Venality is a vice associated with being bribeable or willing to sell one's services or power, especially when people are intended to act in a decent way instead. In its most recognizable form, venality causes people to lie and steal for their own personal advantage, and is related to bribery and nepotism, among other vices.
Though not in line with dictionary definitions of the term, modern writers often use it to connote vices only tangentially related to bribery or self-interest, such as cruelty, selfishness, and general dishonesty.

Context 
Venality in its mild form is a vice notable especially among those with government or military careers.

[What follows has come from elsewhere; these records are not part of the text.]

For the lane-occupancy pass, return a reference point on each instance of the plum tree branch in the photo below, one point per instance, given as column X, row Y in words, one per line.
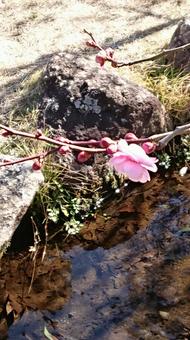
column 118, row 64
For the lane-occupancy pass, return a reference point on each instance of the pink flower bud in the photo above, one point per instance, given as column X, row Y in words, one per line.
column 36, row 165
column 38, row 133
column 130, row 136
column 149, row 147
column 91, row 43
column 110, row 52
column 112, row 148
column 101, row 58
column 114, row 64
column 63, row 149
column 105, row 142
column 61, row 139
column 83, row 156
column 6, row 133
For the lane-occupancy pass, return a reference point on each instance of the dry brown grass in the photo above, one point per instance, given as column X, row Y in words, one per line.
column 32, row 30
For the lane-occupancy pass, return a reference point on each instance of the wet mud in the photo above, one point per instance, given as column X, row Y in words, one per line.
column 129, row 277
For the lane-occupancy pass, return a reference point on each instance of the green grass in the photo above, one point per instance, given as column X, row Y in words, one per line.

For example, the Ancien Régime in France from the 1500s through the late 1700s, was notorious for the venality of many government officials. In these fields, one is ideally supposed to act with justice and honor and not accept bribes. That ensures that the organization is not susceptible to manipulation by self-interested parties.

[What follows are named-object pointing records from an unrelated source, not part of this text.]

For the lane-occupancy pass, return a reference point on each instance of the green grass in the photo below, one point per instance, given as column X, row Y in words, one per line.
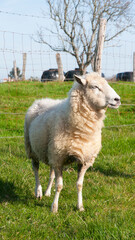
column 108, row 193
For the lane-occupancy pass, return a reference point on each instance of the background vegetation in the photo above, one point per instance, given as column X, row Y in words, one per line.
column 108, row 187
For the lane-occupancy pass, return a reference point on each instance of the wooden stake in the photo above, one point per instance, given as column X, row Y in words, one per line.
column 133, row 67
column 24, row 66
column 99, row 47
column 15, row 70
column 60, row 67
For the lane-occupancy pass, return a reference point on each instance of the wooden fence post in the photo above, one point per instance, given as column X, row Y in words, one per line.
column 24, row 66
column 99, row 46
column 15, row 70
column 60, row 67
column 133, row 67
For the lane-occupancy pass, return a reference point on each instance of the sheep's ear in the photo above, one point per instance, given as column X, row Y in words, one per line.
column 80, row 79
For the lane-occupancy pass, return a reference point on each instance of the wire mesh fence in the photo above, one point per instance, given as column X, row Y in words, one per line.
column 17, row 97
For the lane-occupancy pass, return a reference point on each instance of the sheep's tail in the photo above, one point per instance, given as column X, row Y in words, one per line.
column 27, row 139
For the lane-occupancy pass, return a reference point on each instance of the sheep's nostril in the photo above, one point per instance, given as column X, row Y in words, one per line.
column 117, row 99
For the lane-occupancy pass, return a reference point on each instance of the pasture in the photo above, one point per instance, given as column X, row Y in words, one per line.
column 109, row 186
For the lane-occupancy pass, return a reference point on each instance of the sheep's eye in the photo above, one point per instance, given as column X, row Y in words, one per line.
column 95, row 87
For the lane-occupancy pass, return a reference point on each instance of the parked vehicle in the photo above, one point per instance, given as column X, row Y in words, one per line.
column 124, row 76
column 69, row 76
column 50, row 75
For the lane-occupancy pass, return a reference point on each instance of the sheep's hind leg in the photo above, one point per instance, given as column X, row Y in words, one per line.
column 59, row 186
column 81, row 172
column 38, row 187
column 51, row 178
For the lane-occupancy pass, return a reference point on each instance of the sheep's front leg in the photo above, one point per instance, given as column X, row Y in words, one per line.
column 38, row 188
column 81, row 172
column 51, row 178
column 58, row 186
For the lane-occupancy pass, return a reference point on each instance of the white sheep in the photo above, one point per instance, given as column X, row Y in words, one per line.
column 59, row 132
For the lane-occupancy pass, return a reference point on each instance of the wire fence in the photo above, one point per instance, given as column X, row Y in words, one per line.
column 117, row 57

In contrast to the previous interpretation, dishonesty is not specifically expressed in the literal meaning, but is often implied. The condition of failing to act justly is not a literal component of the word's meaning either. By definition, committing "venal" acts does not indicate "stealing" or "lying", but rather suggests a consensual arrangement, perhaps without conscience or regard for consequences, but is not synonymous with stealing. While bribery could be related, nepotism clearly has no literal similarity or correlation with venality. Though venality is generally used as a pejorative term, an individual or entity could be venal (or mercenary) and not be corrupt or unethical. One could perform one's duties or job in a perfunctory manner in order to collect a wage or payment, or prostitute one's time or skills for monetary or material gain, without necessarily being dishonest.

Much contemporary use of the words venal or venality is applied to modern professional athletes, particularly baseball, basketball, American football, and soccer players all around the world. The implication being that the highly paid players are essentially "hired guns" with no allegiance to any team or city, and are motivated solely by the acquisition of material wealth.

In revolution and other moral panics 

For people to accept settlements and legislation, the acts of the government must be seen as just. This perception enhances the legitimacy of the government. Venality is a term often used with reference to pre-revolutionary France, where it describes the then-widespread practice of selling administrative positions within the government to the highest bidder, especially regarding the Nobles of the Robe.

Thus, for example, venality was a charge for which, in part, Danton and others were executed during the Reign of Terror.